Odunayo Oluwalade, 25, pleaded guilty to a federal wire fraud conspiracy Friday for starting a phony website that promised to sell the Moderna vaccine “ahead of time,” according to the Department of Justice.

Oluwalade, his cousin Olakitan and a third man, Kelly Williams, were arrested in February, just as the vaccine rollout was beginning in the U.S.

According to prosecutors, the conmen started a website called, deceptively similar to Moderna’s real, and copied the real logos, colors and design.

“You may be able to buy a COVID-19 vaccine ahead of time,” the phony website read, along with a link to “contact us,” according to the plea agreement.

An undercover Homeland Security agent reached out in early January and, within a few emails, was sent an invoice for 200 doses at $30 per dose, for a total of $6,000. The buyer was ordered to pay 50% up front and 50% upon delivery and payments were to be sent to a Navy Federal Credit Union account to which Oluwalade had gained access in November.

The undercover agent transferred the money and four days later, government officials seized the website and executed search warrants, including at the home of Williams, one of Oluwalade’s co-conspirators.

“As the public seeks vaccines to protect themselves and their families from COVID-19, fraudsters are waiting to take advantage of their desperation.

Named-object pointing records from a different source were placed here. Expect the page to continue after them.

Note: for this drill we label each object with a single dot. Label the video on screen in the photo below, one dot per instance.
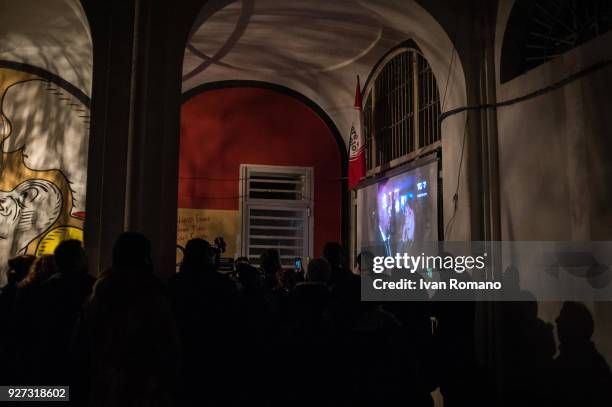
(399, 210)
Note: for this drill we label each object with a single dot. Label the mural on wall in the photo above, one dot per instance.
(44, 132)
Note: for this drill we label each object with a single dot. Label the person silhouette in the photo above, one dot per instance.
(581, 375)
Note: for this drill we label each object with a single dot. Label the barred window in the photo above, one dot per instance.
(401, 108)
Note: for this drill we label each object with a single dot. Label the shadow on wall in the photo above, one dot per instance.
(44, 137)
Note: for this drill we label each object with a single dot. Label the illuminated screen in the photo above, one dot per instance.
(399, 210)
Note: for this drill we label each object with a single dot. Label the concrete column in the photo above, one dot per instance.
(135, 125)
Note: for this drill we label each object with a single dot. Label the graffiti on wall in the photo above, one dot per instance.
(208, 224)
(44, 132)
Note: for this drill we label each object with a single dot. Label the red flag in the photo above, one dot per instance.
(356, 143)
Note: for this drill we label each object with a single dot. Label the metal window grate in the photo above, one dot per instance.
(401, 110)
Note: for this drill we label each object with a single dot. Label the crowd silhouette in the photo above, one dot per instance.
(274, 336)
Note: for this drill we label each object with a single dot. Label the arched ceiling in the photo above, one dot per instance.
(316, 47)
(49, 34)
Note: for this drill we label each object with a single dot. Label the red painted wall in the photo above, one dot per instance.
(223, 128)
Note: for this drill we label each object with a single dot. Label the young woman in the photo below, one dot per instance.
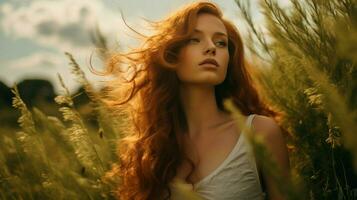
(177, 127)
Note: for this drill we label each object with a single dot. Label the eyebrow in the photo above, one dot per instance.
(216, 33)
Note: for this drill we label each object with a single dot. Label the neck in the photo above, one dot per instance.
(200, 107)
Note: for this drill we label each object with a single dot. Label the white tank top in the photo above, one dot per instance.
(236, 178)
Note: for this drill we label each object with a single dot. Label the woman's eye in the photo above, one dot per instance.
(222, 43)
(194, 40)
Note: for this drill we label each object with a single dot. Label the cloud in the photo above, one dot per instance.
(62, 24)
(39, 60)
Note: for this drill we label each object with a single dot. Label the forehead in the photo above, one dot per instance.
(210, 23)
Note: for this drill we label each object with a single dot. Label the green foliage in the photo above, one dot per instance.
(310, 73)
(309, 55)
(54, 159)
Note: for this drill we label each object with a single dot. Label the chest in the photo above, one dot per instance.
(207, 154)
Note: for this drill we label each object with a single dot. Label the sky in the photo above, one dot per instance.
(34, 34)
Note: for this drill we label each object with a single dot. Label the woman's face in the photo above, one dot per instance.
(209, 41)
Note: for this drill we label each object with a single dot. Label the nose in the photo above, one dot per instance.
(210, 49)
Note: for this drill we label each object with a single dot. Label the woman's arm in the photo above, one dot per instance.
(275, 143)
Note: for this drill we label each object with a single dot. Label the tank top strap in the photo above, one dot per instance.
(249, 121)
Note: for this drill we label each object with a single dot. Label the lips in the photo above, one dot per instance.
(209, 61)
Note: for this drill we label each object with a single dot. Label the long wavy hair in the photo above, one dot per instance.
(146, 92)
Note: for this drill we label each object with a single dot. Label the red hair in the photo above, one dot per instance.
(151, 150)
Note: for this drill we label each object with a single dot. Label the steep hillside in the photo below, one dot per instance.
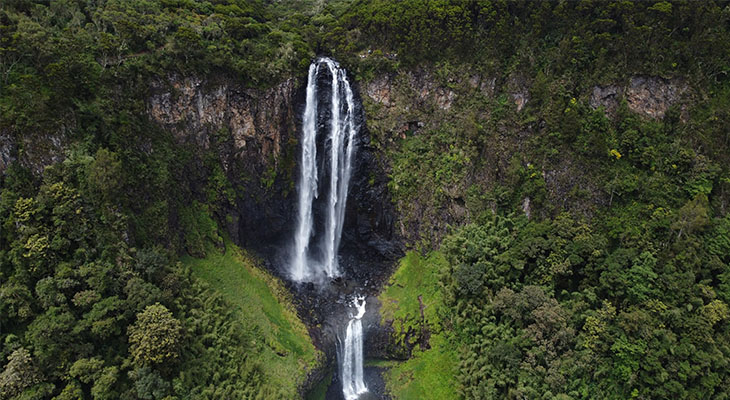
(558, 172)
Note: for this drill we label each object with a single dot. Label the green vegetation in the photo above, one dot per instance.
(617, 285)
(284, 350)
(413, 301)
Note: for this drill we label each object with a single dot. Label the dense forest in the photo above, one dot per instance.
(567, 233)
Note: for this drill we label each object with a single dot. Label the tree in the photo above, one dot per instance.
(155, 337)
(18, 375)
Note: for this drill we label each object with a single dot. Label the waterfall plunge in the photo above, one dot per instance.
(342, 130)
(351, 362)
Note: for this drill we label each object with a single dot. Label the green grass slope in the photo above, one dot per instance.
(261, 302)
(429, 373)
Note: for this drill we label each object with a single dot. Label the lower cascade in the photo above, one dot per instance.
(351, 360)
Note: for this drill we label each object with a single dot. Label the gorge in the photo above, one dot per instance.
(370, 199)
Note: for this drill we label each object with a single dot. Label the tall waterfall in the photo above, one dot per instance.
(340, 142)
(351, 356)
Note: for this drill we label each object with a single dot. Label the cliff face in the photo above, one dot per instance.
(254, 134)
(250, 132)
(258, 121)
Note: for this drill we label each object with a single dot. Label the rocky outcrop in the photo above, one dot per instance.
(648, 96)
(194, 110)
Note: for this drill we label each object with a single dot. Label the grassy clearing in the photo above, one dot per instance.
(261, 302)
(416, 276)
(429, 374)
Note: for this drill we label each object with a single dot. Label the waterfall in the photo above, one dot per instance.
(351, 363)
(341, 142)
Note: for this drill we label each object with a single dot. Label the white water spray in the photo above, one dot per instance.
(351, 363)
(341, 140)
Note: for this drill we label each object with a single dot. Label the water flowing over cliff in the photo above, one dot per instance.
(309, 261)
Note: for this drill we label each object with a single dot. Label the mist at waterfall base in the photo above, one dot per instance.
(351, 349)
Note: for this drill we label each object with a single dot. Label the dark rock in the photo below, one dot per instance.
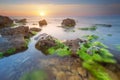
(45, 42)
(42, 22)
(23, 21)
(24, 30)
(68, 23)
(5, 22)
(35, 29)
(74, 45)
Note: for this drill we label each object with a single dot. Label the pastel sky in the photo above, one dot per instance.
(59, 7)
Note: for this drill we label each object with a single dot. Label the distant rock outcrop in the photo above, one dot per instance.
(42, 22)
(68, 22)
(5, 22)
(24, 30)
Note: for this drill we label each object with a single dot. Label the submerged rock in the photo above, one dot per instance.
(68, 22)
(42, 22)
(46, 41)
(35, 29)
(66, 68)
(14, 39)
(5, 22)
(74, 45)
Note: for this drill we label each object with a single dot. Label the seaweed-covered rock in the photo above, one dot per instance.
(68, 22)
(45, 42)
(5, 22)
(35, 29)
(42, 22)
(74, 45)
(24, 30)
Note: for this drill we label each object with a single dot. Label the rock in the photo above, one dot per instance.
(74, 45)
(35, 29)
(24, 30)
(65, 68)
(23, 21)
(5, 22)
(45, 42)
(68, 23)
(42, 22)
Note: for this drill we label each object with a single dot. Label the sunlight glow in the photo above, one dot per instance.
(42, 13)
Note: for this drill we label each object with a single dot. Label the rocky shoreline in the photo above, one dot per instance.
(70, 67)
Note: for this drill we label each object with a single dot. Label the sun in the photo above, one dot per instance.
(42, 13)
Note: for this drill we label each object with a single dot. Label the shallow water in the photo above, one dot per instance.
(12, 67)
(53, 22)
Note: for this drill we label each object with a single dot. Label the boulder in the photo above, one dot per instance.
(35, 29)
(5, 22)
(24, 30)
(68, 22)
(42, 22)
(45, 42)
(74, 45)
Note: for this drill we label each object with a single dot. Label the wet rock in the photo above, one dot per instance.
(35, 29)
(45, 42)
(67, 68)
(68, 22)
(5, 22)
(42, 22)
(22, 21)
(24, 30)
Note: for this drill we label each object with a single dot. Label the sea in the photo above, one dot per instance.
(108, 35)
(15, 66)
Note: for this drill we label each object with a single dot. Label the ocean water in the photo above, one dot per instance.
(52, 28)
(17, 65)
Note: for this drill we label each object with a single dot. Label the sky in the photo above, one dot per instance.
(59, 7)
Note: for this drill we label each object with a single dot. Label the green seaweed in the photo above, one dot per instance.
(60, 49)
(93, 28)
(35, 75)
(26, 42)
(34, 32)
(93, 55)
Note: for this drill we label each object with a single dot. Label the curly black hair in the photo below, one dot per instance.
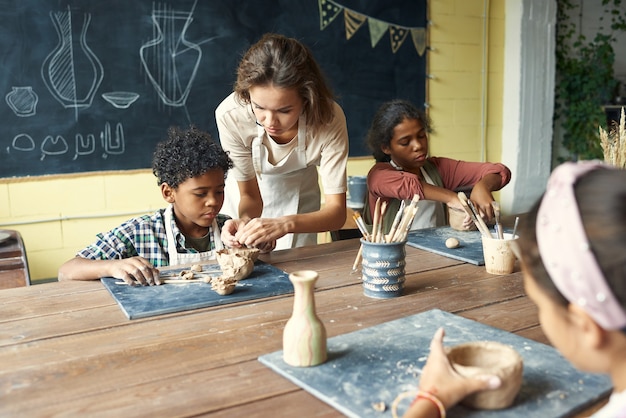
(388, 116)
(186, 154)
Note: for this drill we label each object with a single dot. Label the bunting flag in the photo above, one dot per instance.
(353, 21)
(328, 12)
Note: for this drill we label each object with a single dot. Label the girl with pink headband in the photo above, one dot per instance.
(573, 255)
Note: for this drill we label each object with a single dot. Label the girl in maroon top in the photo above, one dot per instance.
(398, 139)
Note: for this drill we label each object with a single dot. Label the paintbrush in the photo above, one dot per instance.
(478, 221)
(496, 213)
(515, 226)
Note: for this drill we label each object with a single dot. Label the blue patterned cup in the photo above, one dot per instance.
(383, 269)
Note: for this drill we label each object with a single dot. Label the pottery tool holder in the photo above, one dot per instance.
(144, 301)
(377, 364)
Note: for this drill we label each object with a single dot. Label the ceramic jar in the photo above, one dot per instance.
(304, 337)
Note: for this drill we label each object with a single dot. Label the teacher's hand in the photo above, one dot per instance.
(260, 232)
(229, 231)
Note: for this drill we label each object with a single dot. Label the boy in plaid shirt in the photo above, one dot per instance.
(191, 170)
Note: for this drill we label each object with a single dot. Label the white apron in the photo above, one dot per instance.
(288, 187)
(177, 258)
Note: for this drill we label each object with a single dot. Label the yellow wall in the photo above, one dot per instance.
(58, 215)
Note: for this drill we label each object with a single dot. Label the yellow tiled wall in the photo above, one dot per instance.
(58, 215)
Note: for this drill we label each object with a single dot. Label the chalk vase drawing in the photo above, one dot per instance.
(72, 72)
(23, 101)
(304, 336)
(170, 61)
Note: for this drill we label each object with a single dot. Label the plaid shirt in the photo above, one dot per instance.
(143, 236)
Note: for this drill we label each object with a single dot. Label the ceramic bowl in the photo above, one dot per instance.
(489, 358)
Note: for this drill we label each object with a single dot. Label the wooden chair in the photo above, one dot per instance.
(13, 262)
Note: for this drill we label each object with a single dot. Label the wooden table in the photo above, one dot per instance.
(67, 349)
(13, 263)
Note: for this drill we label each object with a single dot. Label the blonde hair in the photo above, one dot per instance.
(286, 63)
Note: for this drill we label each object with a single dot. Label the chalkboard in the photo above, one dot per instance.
(90, 86)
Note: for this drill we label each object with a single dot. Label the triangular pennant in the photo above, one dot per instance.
(419, 40)
(328, 12)
(353, 21)
(397, 36)
(377, 30)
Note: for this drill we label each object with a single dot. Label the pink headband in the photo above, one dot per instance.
(565, 251)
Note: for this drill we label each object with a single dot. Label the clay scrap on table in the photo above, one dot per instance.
(236, 264)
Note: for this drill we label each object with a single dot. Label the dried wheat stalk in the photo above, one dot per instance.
(614, 143)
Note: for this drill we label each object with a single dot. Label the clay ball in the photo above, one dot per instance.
(489, 358)
(452, 243)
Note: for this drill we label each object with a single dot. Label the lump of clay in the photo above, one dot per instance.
(186, 275)
(237, 263)
(456, 218)
(489, 358)
(452, 242)
(223, 285)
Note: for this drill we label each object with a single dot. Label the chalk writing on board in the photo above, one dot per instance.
(85, 145)
(72, 72)
(82, 61)
(166, 57)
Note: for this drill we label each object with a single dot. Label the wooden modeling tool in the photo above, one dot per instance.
(496, 212)
(480, 224)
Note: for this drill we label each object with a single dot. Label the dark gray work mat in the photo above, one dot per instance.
(144, 301)
(376, 364)
(470, 249)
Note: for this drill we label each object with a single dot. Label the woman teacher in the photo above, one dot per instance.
(281, 123)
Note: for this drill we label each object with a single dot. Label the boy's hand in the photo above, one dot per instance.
(135, 270)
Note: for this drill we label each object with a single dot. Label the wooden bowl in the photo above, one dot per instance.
(489, 358)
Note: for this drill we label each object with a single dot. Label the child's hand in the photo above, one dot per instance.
(440, 378)
(135, 270)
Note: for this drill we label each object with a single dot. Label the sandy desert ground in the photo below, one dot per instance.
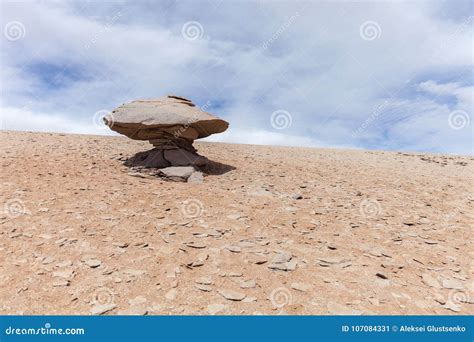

We want to remind the public to exercise extreme caution online, especially when it comes to COVID-19 vaccines, treatments and protective equipment,” James Mancuso, the special agent in charge for Homeland Security Investigations Baltimore, said in a statement at the time of Oluwalade’s arrest.

“HSI, with our local and federal partners, is working tirelessly around the country to get fraudulent websites off the internet and counterfeit personal protective equipment and medications off the streets to protect the public from these dangerous scams.”